Although, I think it’d be funny to tell them about the time I went to this hillbilly diner on the side of the highway, presumably segregated from their rowdy white patrons, and was seated on the barren side of the restaurant. I’m pretty sure I was racially profiled. At the same time, it’d be neat to tell them about how the kindest public bus driver named John drove me 40 minutes to my hotel after his last stop, because I was dumb as fuck and took the wrong bus.

I could go on about how we had the house all to ourselves for two whole weeks—sleeping on the floor, burning my internship money by eating slop-takeout everyday, and us going shopping to stock the house, you making fun of me and later telling your friends how I’d rip the cardboard boxes into tinier and tinier pieces just to maximize space in the trash bin that later turned out to be the Leaning Tower of New Jersey, running through the unprompted storm to grab the car after our ceramic painting workshop, and nearly crashing your car which would’ve been entirely my fault—but it’d be too verbose.
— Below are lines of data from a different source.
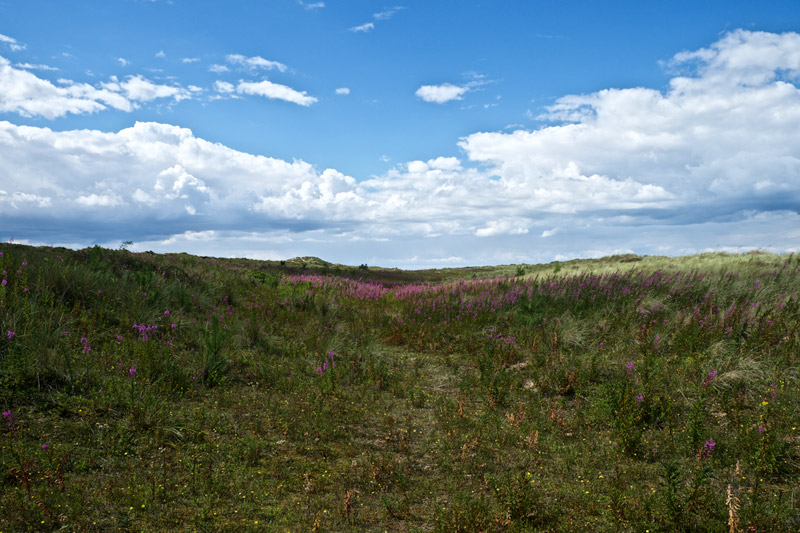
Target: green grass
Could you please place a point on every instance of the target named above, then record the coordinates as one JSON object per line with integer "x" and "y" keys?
{"x": 618, "y": 394}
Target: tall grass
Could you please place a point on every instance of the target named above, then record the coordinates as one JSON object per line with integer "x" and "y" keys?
{"x": 163, "y": 392}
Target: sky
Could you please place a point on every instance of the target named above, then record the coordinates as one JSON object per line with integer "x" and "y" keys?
{"x": 414, "y": 135}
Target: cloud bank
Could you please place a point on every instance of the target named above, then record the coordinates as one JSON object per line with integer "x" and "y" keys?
{"x": 711, "y": 162}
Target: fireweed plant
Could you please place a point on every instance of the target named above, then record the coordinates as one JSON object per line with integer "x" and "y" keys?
{"x": 159, "y": 392}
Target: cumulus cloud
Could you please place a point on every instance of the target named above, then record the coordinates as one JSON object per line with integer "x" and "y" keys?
{"x": 141, "y": 89}
{"x": 439, "y": 94}
{"x": 28, "y": 95}
{"x": 31, "y": 66}
{"x": 224, "y": 86}
{"x": 721, "y": 138}
{"x": 363, "y": 28}
{"x": 311, "y": 6}
{"x": 11, "y": 42}
{"x": 256, "y": 62}
{"x": 276, "y": 91}
{"x": 710, "y": 162}
{"x": 25, "y": 93}
{"x": 386, "y": 14}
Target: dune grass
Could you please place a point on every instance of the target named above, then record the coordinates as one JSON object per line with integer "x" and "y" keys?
{"x": 153, "y": 392}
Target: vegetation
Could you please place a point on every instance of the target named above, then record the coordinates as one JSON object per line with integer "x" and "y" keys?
{"x": 172, "y": 392}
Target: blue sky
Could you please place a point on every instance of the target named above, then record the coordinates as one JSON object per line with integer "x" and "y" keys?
{"x": 412, "y": 134}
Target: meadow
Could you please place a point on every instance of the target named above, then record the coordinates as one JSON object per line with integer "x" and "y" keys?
{"x": 149, "y": 392}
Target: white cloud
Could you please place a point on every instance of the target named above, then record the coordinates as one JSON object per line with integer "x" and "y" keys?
{"x": 11, "y": 42}
{"x": 369, "y": 26}
{"x": 711, "y": 162}
{"x": 24, "y": 93}
{"x": 255, "y": 62}
{"x": 224, "y": 87}
{"x": 440, "y": 94}
{"x": 99, "y": 200}
{"x": 311, "y": 6}
{"x": 276, "y": 91}
{"x": 140, "y": 89}
{"x": 29, "y": 66}
{"x": 386, "y": 14}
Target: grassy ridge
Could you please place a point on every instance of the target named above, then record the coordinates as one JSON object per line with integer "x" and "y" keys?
{"x": 162, "y": 392}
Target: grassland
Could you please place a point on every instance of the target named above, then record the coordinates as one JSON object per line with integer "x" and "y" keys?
{"x": 150, "y": 392}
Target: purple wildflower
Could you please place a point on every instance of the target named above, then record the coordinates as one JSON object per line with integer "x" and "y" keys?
{"x": 708, "y": 449}
{"x": 712, "y": 375}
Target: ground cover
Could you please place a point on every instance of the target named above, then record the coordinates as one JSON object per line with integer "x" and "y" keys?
{"x": 173, "y": 392}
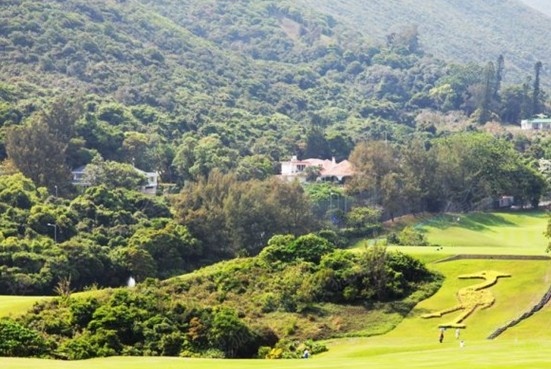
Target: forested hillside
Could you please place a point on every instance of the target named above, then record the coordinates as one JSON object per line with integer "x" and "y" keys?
{"x": 460, "y": 31}
{"x": 541, "y": 5}
{"x": 213, "y": 95}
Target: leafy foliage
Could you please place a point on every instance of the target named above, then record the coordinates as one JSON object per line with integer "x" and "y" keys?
{"x": 176, "y": 317}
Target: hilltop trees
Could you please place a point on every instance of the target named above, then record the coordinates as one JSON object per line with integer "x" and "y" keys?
{"x": 462, "y": 172}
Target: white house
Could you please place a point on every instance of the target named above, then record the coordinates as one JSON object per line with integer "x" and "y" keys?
{"x": 150, "y": 188}
{"x": 329, "y": 170}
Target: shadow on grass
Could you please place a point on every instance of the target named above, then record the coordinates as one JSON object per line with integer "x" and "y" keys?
{"x": 474, "y": 222}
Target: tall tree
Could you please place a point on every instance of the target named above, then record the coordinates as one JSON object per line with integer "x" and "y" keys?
{"x": 42, "y": 148}
{"x": 500, "y": 66}
{"x": 537, "y": 96}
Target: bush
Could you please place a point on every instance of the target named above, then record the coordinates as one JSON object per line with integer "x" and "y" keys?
{"x": 19, "y": 341}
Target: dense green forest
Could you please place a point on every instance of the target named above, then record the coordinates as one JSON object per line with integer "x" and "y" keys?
{"x": 213, "y": 95}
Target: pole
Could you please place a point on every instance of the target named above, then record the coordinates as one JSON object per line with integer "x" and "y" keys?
{"x": 54, "y": 225}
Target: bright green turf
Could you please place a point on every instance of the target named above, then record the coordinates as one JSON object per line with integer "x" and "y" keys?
{"x": 12, "y": 305}
{"x": 508, "y": 232}
{"x": 414, "y": 344}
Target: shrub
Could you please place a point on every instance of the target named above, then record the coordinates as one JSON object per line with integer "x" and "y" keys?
{"x": 17, "y": 340}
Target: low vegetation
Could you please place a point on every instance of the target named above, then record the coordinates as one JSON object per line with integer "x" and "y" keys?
{"x": 296, "y": 291}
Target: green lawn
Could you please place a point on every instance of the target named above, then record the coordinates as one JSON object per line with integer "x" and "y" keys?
{"x": 414, "y": 343}
{"x": 12, "y": 305}
{"x": 515, "y": 232}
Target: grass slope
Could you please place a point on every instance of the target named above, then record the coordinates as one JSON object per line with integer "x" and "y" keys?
{"x": 13, "y": 305}
{"x": 462, "y": 31}
{"x": 414, "y": 344}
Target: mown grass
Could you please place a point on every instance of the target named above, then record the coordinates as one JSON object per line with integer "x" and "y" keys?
{"x": 13, "y": 305}
{"x": 414, "y": 342}
{"x": 514, "y": 232}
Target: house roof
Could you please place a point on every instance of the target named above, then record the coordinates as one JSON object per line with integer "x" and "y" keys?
{"x": 330, "y": 168}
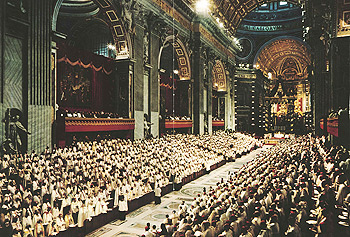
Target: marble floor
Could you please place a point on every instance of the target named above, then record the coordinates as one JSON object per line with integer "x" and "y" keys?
{"x": 155, "y": 214}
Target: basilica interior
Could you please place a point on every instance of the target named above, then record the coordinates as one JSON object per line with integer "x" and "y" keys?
{"x": 109, "y": 106}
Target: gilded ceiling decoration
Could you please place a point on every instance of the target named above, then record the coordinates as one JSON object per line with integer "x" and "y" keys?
{"x": 232, "y": 12}
{"x": 286, "y": 57}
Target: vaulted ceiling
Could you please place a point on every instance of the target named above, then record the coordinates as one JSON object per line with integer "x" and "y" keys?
{"x": 232, "y": 12}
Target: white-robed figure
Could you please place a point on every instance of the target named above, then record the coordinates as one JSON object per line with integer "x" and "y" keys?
{"x": 82, "y": 215}
{"x": 116, "y": 196}
{"x": 123, "y": 206}
{"x": 157, "y": 194}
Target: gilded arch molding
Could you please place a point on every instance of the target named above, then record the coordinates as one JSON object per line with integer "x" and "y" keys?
{"x": 182, "y": 57}
{"x": 120, "y": 35}
{"x": 232, "y": 12}
{"x": 286, "y": 57}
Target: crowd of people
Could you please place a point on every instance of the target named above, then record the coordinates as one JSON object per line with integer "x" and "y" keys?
{"x": 88, "y": 114}
{"x": 43, "y": 194}
{"x": 299, "y": 187}
{"x": 174, "y": 117}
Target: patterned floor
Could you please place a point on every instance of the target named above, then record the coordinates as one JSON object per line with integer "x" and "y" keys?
{"x": 155, "y": 214}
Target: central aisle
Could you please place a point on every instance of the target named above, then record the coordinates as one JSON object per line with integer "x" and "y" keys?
{"x": 155, "y": 214}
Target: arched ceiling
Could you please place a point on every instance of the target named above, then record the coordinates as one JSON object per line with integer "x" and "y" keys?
{"x": 285, "y": 57}
{"x": 232, "y": 12}
{"x": 78, "y": 8}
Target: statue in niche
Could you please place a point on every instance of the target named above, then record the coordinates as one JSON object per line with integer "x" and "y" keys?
{"x": 14, "y": 131}
{"x": 129, "y": 6}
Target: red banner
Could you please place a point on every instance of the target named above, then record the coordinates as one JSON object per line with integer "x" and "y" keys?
{"x": 218, "y": 123}
{"x": 332, "y": 126}
{"x": 98, "y": 124}
{"x": 178, "y": 123}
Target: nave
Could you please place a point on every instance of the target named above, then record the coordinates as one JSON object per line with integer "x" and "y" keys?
{"x": 155, "y": 214}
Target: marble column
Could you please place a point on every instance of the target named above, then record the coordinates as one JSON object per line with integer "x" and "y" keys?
{"x": 154, "y": 82}
{"x": 197, "y": 75}
{"x": 138, "y": 83}
{"x": 210, "y": 95}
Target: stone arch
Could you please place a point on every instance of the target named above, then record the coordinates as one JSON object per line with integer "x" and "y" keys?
{"x": 271, "y": 57}
{"x": 219, "y": 76}
{"x": 233, "y": 12}
{"x": 120, "y": 36}
{"x": 182, "y": 57}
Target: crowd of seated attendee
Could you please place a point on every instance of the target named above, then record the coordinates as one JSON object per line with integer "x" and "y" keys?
{"x": 297, "y": 188}
{"x": 43, "y": 194}
{"x": 217, "y": 119}
{"x": 88, "y": 114}
{"x": 173, "y": 117}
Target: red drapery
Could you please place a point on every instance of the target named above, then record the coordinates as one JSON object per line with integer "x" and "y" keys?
{"x": 84, "y": 80}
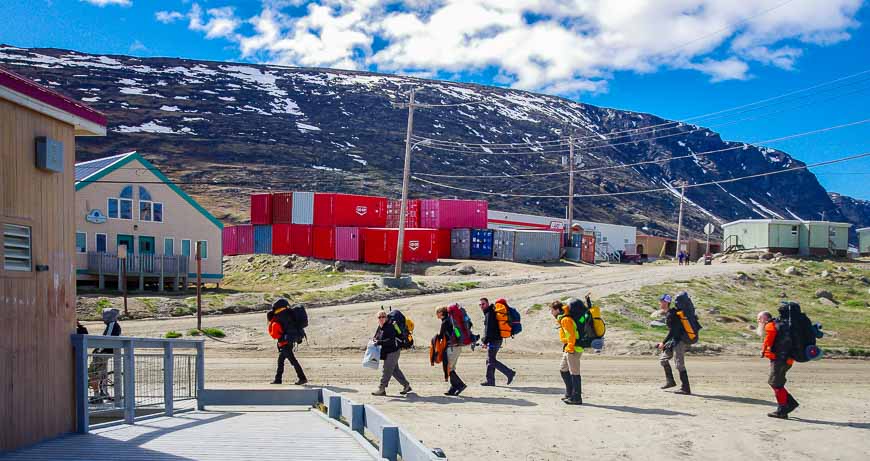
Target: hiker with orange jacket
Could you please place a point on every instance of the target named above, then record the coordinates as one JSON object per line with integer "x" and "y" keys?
{"x": 285, "y": 345}
{"x": 780, "y": 364}
{"x": 494, "y": 332}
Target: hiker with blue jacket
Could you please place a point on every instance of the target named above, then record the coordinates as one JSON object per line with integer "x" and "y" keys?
{"x": 674, "y": 347}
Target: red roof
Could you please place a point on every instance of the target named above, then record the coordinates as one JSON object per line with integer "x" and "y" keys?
{"x": 36, "y": 91}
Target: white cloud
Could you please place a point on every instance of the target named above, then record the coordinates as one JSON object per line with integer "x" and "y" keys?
{"x": 168, "y": 17}
{"x": 102, "y": 3}
{"x": 559, "y": 46}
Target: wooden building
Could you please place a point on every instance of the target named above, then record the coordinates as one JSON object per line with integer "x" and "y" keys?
{"x": 126, "y": 200}
{"x": 38, "y": 128}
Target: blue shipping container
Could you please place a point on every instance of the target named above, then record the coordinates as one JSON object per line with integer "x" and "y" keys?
{"x": 481, "y": 243}
{"x": 263, "y": 239}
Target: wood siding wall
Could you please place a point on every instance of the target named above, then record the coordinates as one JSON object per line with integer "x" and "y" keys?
{"x": 37, "y": 309}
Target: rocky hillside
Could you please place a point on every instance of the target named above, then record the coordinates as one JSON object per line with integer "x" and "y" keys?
{"x": 223, "y": 130}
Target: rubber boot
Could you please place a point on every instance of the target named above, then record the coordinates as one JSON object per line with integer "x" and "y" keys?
{"x": 576, "y": 394}
{"x": 566, "y": 377}
{"x": 791, "y": 405}
{"x": 685, "y": 389}
{"x": 669, "y": 377}
{"x": 780, "y": 412}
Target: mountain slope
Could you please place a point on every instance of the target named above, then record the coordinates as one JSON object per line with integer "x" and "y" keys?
{"x": 223, "y": 130}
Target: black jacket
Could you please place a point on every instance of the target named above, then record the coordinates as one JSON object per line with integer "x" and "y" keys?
{"x": 386, "y": 338}
{"x": 491, "y": 332}
{"x": 675, "y": 327}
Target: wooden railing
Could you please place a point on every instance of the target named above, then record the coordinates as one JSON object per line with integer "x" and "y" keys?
{"x": 145, "y": 264}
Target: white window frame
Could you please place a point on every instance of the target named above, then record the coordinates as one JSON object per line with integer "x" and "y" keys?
{"x": 77, "y": 238}
{"x": 96, "y": 248}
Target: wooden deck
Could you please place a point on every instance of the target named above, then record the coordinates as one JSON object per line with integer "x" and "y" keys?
{"x": 249, "y": 433}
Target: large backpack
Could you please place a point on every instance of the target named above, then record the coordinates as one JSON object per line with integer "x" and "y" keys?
{"x": 461, "y": 323}
{"x": 404, "y": 328}
{"x": 686, "y": 313}
{"x": 796, "y": 334}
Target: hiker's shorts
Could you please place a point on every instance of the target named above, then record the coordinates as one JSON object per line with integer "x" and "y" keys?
{"x": 571, "y": 363}
{"x": 777, "y": 373}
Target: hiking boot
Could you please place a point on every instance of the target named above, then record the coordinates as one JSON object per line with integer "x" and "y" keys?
{"x": 684, "y": 389}
{"x": 791, "y": 404}
{"x": 669, "y": 377}
{"x": 780, "y": 412}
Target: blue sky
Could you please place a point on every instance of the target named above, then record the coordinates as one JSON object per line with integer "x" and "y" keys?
{"x": 672, "y": 58}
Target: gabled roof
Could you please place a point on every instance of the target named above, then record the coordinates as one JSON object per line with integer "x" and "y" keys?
{"x": 23, "y": 91}
{"x": 90, "y": 172}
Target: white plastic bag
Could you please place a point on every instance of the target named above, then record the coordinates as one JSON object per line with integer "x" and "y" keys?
{"x": 372, "y": 356}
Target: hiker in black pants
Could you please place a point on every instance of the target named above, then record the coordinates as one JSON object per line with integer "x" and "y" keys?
{"x": 492, "y": 341}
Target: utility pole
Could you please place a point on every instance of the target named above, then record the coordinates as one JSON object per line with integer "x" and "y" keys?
{"x": 405, "y": 179}
{"x": 680, "y": 219}
{"x": 570, "y": 186}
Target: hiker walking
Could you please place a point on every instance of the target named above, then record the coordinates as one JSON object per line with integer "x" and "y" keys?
{"x": 453, "y": 336}
{"x": 386, "y": 336}
{"x": 493, "y": 338}
{"x": 285, "y": 329}
{"x": 780, "y": 364}
{"x": 674, "y": 347}
{"x": 569, "y": 334}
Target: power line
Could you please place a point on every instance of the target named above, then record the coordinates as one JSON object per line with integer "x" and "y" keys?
{"x": 663, "y": 189}
{"x": 666, "y": 160}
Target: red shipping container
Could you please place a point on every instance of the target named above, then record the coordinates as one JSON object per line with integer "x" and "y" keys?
{"x": 301, "y": 239}
{"x": 230, "y": 240}
{"x": 348, "y": 243}
{"x": 453, "y": 214}
{"x": 282, "y": 207}
{"x": 261, "y": 208}
{"x": 442, "y": 243}
{"x": 245, "y": 235}
{"x": 324, "y": 242}
{"x": 349, "y": 210}
{"x": 380, "y": 245}
{"x": 281, "y": 243}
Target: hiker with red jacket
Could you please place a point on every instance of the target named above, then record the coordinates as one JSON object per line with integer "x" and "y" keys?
{"x": 674, "y": 347}
{"x": 452, "y": 352}
{"x": 780, "y": 364}
{"x": 286, "y": 341}
{"x": 493, "y": 338}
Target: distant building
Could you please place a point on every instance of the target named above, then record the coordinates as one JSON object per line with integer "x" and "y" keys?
{"x": 38, "y": 130}
{"x": 817, "y": 238}
{"x": 125, "y": 200}
{"x": 864, "y": 241}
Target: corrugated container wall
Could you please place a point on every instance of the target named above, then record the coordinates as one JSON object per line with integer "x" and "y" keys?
{"x": 460, "y": 243}
{"x": 412, "y": 214}
{"x": 246, "y": 239}
{"x": 324, "y": 242}
{"x": 380, "y": 245}
{"x": 230, "y": 240}
{"x": 348, "y": 242}
{"x": 537, "y": 246}
{"x": 481, "y": 243}
{"x": 263, "y": 240}
{"x": 303, "y": 208}
{"x": 301, "y": 240}
{"x": 453, "y": 214}
{"x": 261, "y": 208}
{"x": 282, "y": 208}
{"x": 281, "y": 242}
{"x": 349, "y": 210}
{"x": 503, "y": 244}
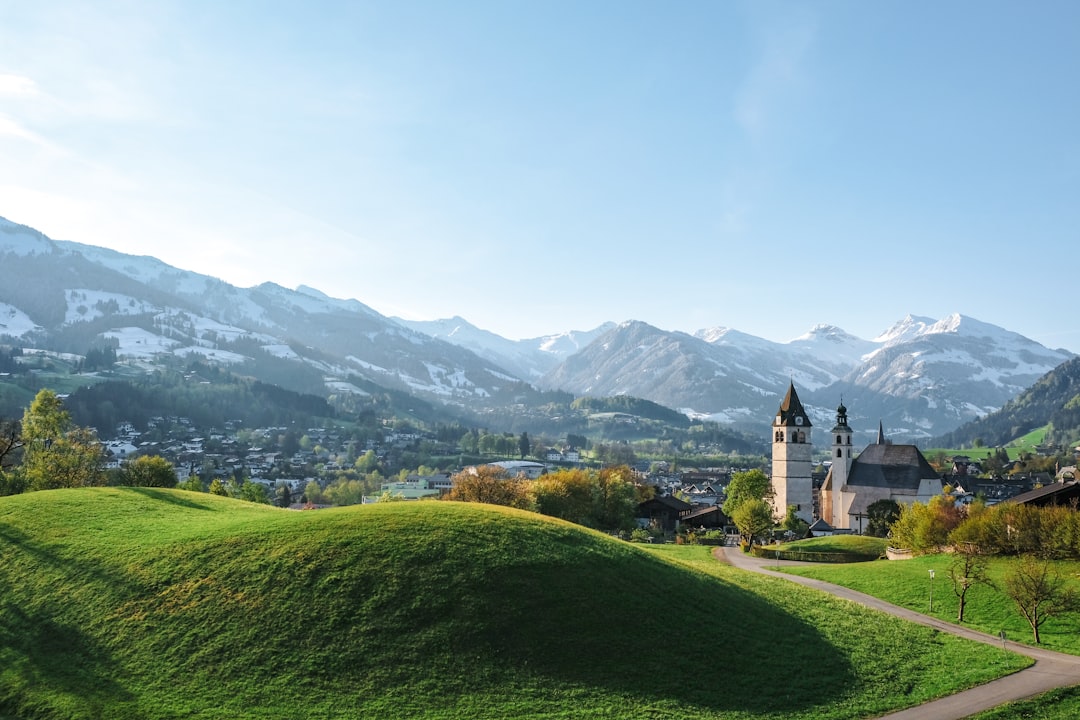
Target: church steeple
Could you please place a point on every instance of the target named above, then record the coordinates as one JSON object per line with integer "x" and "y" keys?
{"x": 792, "y": 448}
{"x": 840, "y": 469}
{"x": 791, "y": 411}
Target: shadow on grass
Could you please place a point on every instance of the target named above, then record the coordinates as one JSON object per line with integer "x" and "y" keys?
{"x": 680, "y": 637}
{"x": 62, "y": 670}
{"x": 172, "y": 497}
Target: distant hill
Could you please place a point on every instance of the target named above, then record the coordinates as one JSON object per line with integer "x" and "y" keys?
{"x": 920, "y": 378}
{"x": 119, "y": 602}
{"x": 1053, "y": 399}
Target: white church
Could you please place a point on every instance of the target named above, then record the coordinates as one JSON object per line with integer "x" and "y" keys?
{"x": 881, "y": 471}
Whenever the conversation about New Jersey flickers out, the nostalgic feelings of agency, curiosity, adventure, love, intimacy, authenticity, connection, vulnerability, carelessness, equanimity, and comfort wither in parallel. Glancing across the room, thinking of what else to say, the awkward pause reels me back into the reality that I’m standing in a packed ~200sqft living room at a San Francisco new-grad party, everyone I talked to is from Waterloo, and I’m still stuck in the soul-sucking-suburbs of California.

Funnily enough, I used to think that those same feelings of life that I miss and yearn for only exist in New Jersey. After intentionally looking and walking around both neighborhoods, I came to a conclusion that New Jersey is just a regular suburb on the east coast with more trees than silicon—and turnpikes.